Newquay Tretherras Academy are proposing to sell a plot of their site to Tesco and a 60,000 sq ft supermarket could be built on the site.
In a press release from the school, Tesco Corporate Affairs Manager, Emma Heesom, said: “We are still in discussion with Newquay Tretherras, and are excited about how this potential agreement could give the school the opportunity to make significant improvements to their learning environment.”
The site includes the lower junior school, the Hexagon Theatre and Happy Days Nursery. There is a local campaign against the proposal http://raidcampaign.org/
This is an example of the impact that a school becoming an Academy can have, with land and buildings sold off to developers, and school development dependent on the good will of multinational businesses.
News item from December 2011 http://www.thisiscornwall.co.uk/School-defends-plan-sell-land-supermarket/story-14133756-detail/story.html
To encourage progress within Cornwall I believe that the funding Tesco have given to the school will be used wisely to help the education of the future. The land sold off must have been expendable or worth the loss for the financial gain that the government can not afford. I strongly urge the people of Newquay upset my this so named “prostitution” to see the bigger picture here. The introduction of new jobs to the area, the recognition of a giant in Tesco that Newquay has a potential customer base for the investment and the future and financial gain that the school itself will have are all surely purely beneficial to ALL of those directly and only positively affected. I personally can not wait for the doors to open because i’m fed up with traveling to Wadebridge or poole to shop at a decent and well catered supermarket. It’s about bloody time Newquay had a positive development without seasonally affected employment. This is a no brainer people, suck it up this is GOOD!
All school sportsfields MUST remain as sportsfields or anything that gives sports education and participation in it.
Keep all private buisiness out of Schools which includes any one religous faith over another.
Tretherras is prostituting itself at the expense of the local community whose taxes originally paid for the school site.
Tesco talks about broadening the retail choice in Newquay – by destroying the independent traders of Chester Road !
“More jobs will be created” says Emma Heeson of Tesco. Studies by the Retail Consortium show that fewer than 10% of new supermarkets add to overall employment but instead destroy existing jobs.

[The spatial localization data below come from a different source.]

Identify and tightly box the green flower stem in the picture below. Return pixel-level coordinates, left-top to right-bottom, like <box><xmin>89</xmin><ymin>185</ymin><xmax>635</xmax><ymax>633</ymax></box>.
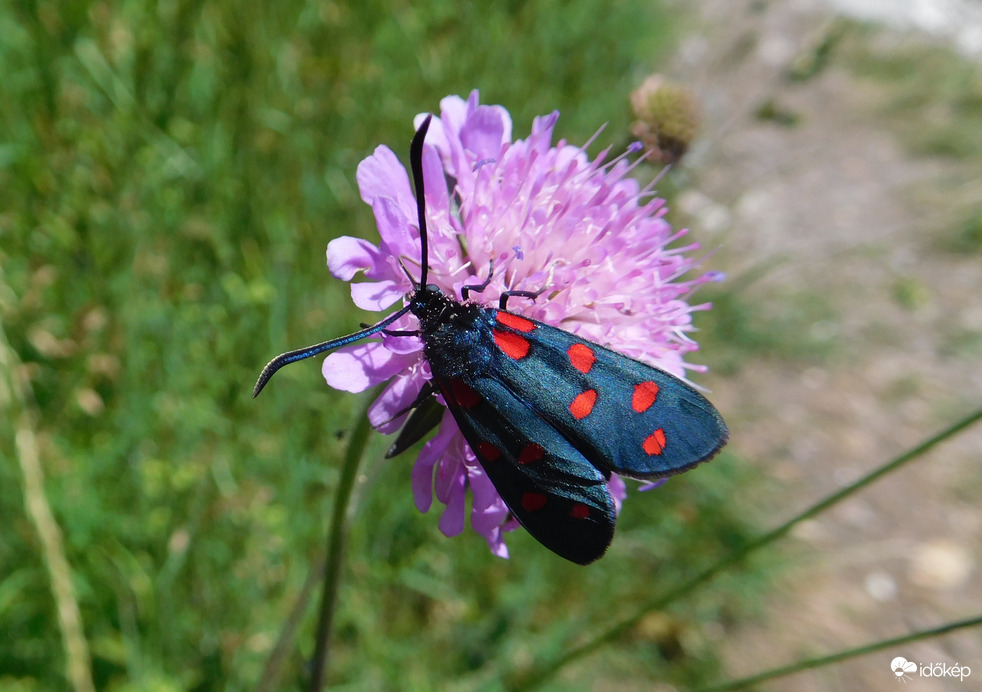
<box><xmin>256</xmin><ymin>546</ymin><xmax>326</xmax><ymax>692</ymax></box>
<box><xmin>509</xmin><ymin>407</ymin><xmax>982</xmax><ymax>691</ymax></box>
<box><xmin>695</xmin><ymin>613</ymin><xmax>982</xmax><ymax>691</ymax></box>
<box><xmin>308</xmin><ymin>398</ymin><xmax>375</xmax><ymax>691</ymax></box>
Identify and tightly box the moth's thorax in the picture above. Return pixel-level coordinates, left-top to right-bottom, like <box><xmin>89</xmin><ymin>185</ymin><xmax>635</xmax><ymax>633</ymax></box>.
<box><xmin>409</xmin><ymin>284</ymin><xmax>492</xmax><ymax>378</ymax></box>
<box><xmin>408</xmin><ymin>285</ymin><xmax>481</xmax><ymax>331</ymax></box>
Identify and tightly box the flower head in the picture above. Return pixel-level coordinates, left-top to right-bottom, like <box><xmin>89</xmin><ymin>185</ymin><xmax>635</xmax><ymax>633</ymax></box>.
<box><xmin>324</xmin><ymin>91</ymin><xmax>718</xmax><ymax>557</ymax></box>
<box><xmin>630</xmin><ymin>74</ymin><xmax>702</xmax><ymax>165</ymax></box>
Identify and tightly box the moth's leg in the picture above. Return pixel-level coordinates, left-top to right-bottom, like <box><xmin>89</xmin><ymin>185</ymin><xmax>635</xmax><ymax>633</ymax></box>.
<box><xmin>461</xmin><ymin>259</ymin><xmax>495</xmax><ymax>301</ymax></box>
<box><xmin>459</xmin><ymin>259</ymin><xmax>547</xmax><ymax>309</ymax></box>
<box><xmin>499</xmin><ymin>287</ymin><xmax>546</xmax><ymax>311</ymax></box>
<box><xmin>359</xmin><ymin>322</ymin><xmax>420</xmax><ymax>338</ymax></box>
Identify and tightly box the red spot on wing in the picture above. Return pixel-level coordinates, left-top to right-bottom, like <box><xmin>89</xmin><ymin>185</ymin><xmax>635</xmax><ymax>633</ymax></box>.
<box><xmin>643</xmin><ymin>428</ymin><xmax>667</xmax><ymax>455</ymax></box>
<box><xmin>496</xmin><ymin>311</ymin><xmax>536</xmax><ymax>333</ymax></box>
<box><xmin>518</xmin><ymin>443</ymin><xmax>545</xmax><ymax>465</ymax></box>
<box><xmin>632</xmin><ymin>381</ymin><xmax>660</xmax><ymax>413</ymax></box>
<box><xmin>476</xmin><ymin>442</ymin><xmax>502</xmax><ymax>462</ymax></box>
<box><xmin>567</xmin><ymin>343</ymin><xmax>596</xmax><ymax>373</ymax></box>
<box><xmin>449</xmin><ymin>378</ymin><xmax>481</xmax><ymax>409</ymax></box>
<box><xmin>569</xmin><ymin>503</ymin><xmax>591</xmax><ymax>519</ymax></box>
<box><xmin>493</xmin><ymin>329</ymin><xmax>531</xmax><ymax>359</ymax></box>
<box><xmin>521</xmin><ymin>492</ymin><xmax>548</xmax><ymax>512</ymax></box>
<box><xmin>569</xmin><ymin>389</ymin><xmax>597</xmax><ymax>420</ymax></box>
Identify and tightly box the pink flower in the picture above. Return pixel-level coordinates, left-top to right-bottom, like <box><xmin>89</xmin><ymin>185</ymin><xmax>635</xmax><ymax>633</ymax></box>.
<box><xmin>324</xmin><ymin>91</ymin><xmax>718</xmax><ymax>557</ymax></box>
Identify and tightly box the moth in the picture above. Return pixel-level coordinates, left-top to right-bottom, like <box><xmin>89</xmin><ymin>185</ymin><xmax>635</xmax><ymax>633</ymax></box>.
<box><xmin>254</xmin><ymin>115</ymin><xmax>727</xmax><ymax>564</ymax></box>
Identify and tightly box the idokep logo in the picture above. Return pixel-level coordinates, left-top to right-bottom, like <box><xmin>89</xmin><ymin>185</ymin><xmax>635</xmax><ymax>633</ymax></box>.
<box><xmin>891</xmin><ymin>656</ymin><xmax>972</xmax><ymax>683</ymax></box>
<box><xmin>891</xmin><ymin>657</ymin><xmax>916</xmax><ymax>683</ymax></box>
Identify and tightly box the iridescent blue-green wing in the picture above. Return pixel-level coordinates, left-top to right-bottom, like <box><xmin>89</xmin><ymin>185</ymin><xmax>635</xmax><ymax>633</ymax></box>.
<box><xmin>433</xmin><ymin>373</ymin><xmax>616</xmax><ymax>565</ymax></box>
<box><xmin>484</xmin><ymin>309</ymin><xmax>728</xmax><ymax>480</ymax></box>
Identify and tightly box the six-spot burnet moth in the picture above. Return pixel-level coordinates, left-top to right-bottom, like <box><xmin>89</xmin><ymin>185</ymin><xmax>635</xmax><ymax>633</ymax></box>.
<box><xmin>254</xmin><ymin>114</ymin><xmax>728</xmax><ymax>564</ymax></box>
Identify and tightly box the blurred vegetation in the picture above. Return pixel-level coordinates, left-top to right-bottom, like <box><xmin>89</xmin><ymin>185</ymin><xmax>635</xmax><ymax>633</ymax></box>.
<box><xmin>836</xmin><ymin>21</ymin><xmax>982</xmax><ymax>255</ymax></box>
<box><xmin>0</xmin><ymin>1</ymin><xmax>768</xmax><ymax>690</ymax></box>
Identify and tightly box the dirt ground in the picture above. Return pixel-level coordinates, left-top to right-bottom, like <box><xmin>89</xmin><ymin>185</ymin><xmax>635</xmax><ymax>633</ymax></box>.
<box><xmin>668</xmin><ymin>1</ymin><xmax>982</xmax><ymax>689</ymax></box>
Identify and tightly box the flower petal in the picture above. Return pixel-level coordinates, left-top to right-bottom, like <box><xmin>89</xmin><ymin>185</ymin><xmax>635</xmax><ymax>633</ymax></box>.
<box><xmin>381</xmin><ymin>320</ymin><xmax>424</xmax><ymax>355</ymax></box>
<box><xmin>483</xmin><ymin>525</ymin><xmax>510</xmax><ymax>559</ymax></box>
<box><xmin>411</xmin><ymin>455</ymin><xmax>437</xmax><ymax>514</ymax></box>
<box><xmin>327</xmin><ymin>236</ymin><xmax>388</xmax><ymax>281</ymax></box>
<box><xmin>372</xmin><ymin>196</ymin><xmax>419</xmax><ymax>262</ymax></box>
<box><xmin>434</xmin><ymin>453</ymin><xmax>460</xmax><ymax>505</ymax></box>
<box><xmin>368</xmin><ymin>371</ymin><xmax>426</xmax><ymax>434</ymax></box>
<box><xmin>420</xmin><ymin>145</ymin><xmax>452</xmax><ymax>231</ymax></box>
<box><xmin>460</xmin><ymin>106</ymin><xmax>510</xmax><ymax>160</ymax></box>
<box><xmin>609</xmin><ymin>474</ymin><xmax>627</xmax><ymax>516</ymax></box>
<box><xmin>438</xmin><ymin>469</ymin><xmax>467</xmax><ymax>537</ymax></box>
<box><xmin>357</xmin><ymin>145</ymin><xmax>416</xmax><ymax>222</ymax></box>
<box><xmin>322</xmin><ymin>342</ymin><xmax>414</xmax><ymax>393</ymax></box>
<box><xmin>412</xmin><ymin>411</ymin><xmax>458</xmax><ymax>513</ymax></box>
<box><xmin>350</xmin><ymin>279</ymin><xmax>405</xmax><ymax>311</ymax></box>
<box><xmin>469</xmin><ymin>465</ymin><xmax>509</xmax><ymax>535</ymax></box>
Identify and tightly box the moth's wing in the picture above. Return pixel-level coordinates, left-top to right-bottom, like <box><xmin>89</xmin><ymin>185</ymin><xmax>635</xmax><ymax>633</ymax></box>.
<box><xmin>487</xmin><ymin>310</ymin><xmax>728</xmax><ymax>480</ymax></box>
<box><xmin>434</xmin><ymin>374</ymin><xmax>616</xmax><ymax>565</ymax></box>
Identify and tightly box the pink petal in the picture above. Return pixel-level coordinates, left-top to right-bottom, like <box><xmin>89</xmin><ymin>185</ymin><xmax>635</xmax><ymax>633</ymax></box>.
<box><xmin>322</xmin><ymin>342</ymin><xmax>414</xmax><ymax>393</ymax></box>
<box><xmin>372</xmin><ymin>196</ymin><xmax>419</xmax><ymax>261</ymax></box>
<box><xmin>412</xmin><ymin>411</ymin><xmax>457</xmax><ymax>512</ymax></box>
<box><xmin>609</xmin><ymin>474</ymin><xmax>627</xmax><ymax>516</ymax></box>
<box><xmin>528</xmin><ymin>112</ymin><xmax>559</xmax><ymax>154</ymax></box>
<box><xmin>368</xmin><ymin>371</ymin><xmax>425</xmax><ymax>434</ymax></box>
<box><xmin>411</xmin><ymin>455</ymin><xmax>437</xmax><ymax>514</ymax></box>
<box><xmin>436</xmin><ymin>94</ymin><xmax>470</xmax><ymax>143</ymax></box>
<box><xmin>350</xmin><ymin>279</ymin><xmax>405</xmax><ymax>311</ymax></box>
<box><xmin>381</xmin><ymin>322</ymin><xmax>424</xmax><ymax>355</ymax></box>
<box><xmin>484</xmin><ymin>528</ymin><xmax>510</xmax><ymax>559</ymax></box>
<box><xmin>420</xmin><ymin>145</ymin><xmax>451</xmax><ymax>225</ymax></box>
<box><xmin>327</xmin><ymin>236</ymin><xmax>389</xmax><ymax>282</ymax></box>
<box><xmin>432</xmin><ymin>432</ymin><xmax>471</xmax><ymax>506</ymax></box>
<box><xmin>356</xmin><ymin>146</ymin><xmax>416</xmax><ymax>221</ymax></box>
<box><xmin>438</xmin><ymin>469</ymin><xmax>467</xmax><ymax>537</ymax></box>
<box><xmin>469</xmin><ymin>466</ymin><xmax>509</xmax><ymax>534</ymax></box>
<box><xmin>460</xmin><ymin>106</ymin><xmax>510</xmax><ymax>160</ymax></box>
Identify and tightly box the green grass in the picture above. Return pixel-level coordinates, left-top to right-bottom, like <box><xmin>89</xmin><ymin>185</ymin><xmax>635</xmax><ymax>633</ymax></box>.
<box><xmin>0</xmin><ymin>1</ymin><xmax>776</xmax><ymax>690</ymax></box>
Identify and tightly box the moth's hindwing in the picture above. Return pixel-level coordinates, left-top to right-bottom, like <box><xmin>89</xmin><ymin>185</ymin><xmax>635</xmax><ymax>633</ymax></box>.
<box><xmin>433</xmin><ymin>374</ymin><xmax>616</xmax><ymax>565</ymax></box>
<box><xmin>484</xmin><ymin>308</ymin><xmax>729</xmax><ymax>479</ymax></box>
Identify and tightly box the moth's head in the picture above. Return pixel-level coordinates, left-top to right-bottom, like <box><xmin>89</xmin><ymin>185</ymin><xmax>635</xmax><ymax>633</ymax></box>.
<box><xmin>409</xmin><ymin>282</ymin><xmax>444</xmax><ymax>309</ymax></box>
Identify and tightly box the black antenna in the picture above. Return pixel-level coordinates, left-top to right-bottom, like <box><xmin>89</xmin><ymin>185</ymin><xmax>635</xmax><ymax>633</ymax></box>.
<box><xmin>410</xmin><ymin>114</ymin><xmax>432</xmax><ymax>288</ymax></box>
<box><xmin>252</xmin><ymin>115</ymin><xmax>437</xmax><ymax>398</ymax></box>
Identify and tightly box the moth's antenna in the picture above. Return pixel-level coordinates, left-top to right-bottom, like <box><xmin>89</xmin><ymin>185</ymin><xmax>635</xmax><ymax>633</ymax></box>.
<box><xmin>410</xmin><ymin>114</ymin><xmax>432</xmax><ymax>288</ymax></box>
<box><xmin>252</xmin><ymin>305</ymin><xmax>411</xmax><ymax>398</ymax></box>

As a local resident I have been absolutely disgusted by the action of the school. The school became a Foundation School in January 2009. The justification for this was to stop the LA from selling land. Low and behold less than two years later the school are in talks with the highest bidder – Tesco’s. The school have refused to engage with the local community and are selling community land as quickly as possible. Chester Road shopping area is the last area of local shops in the town. The building of this will cause the closure of this area!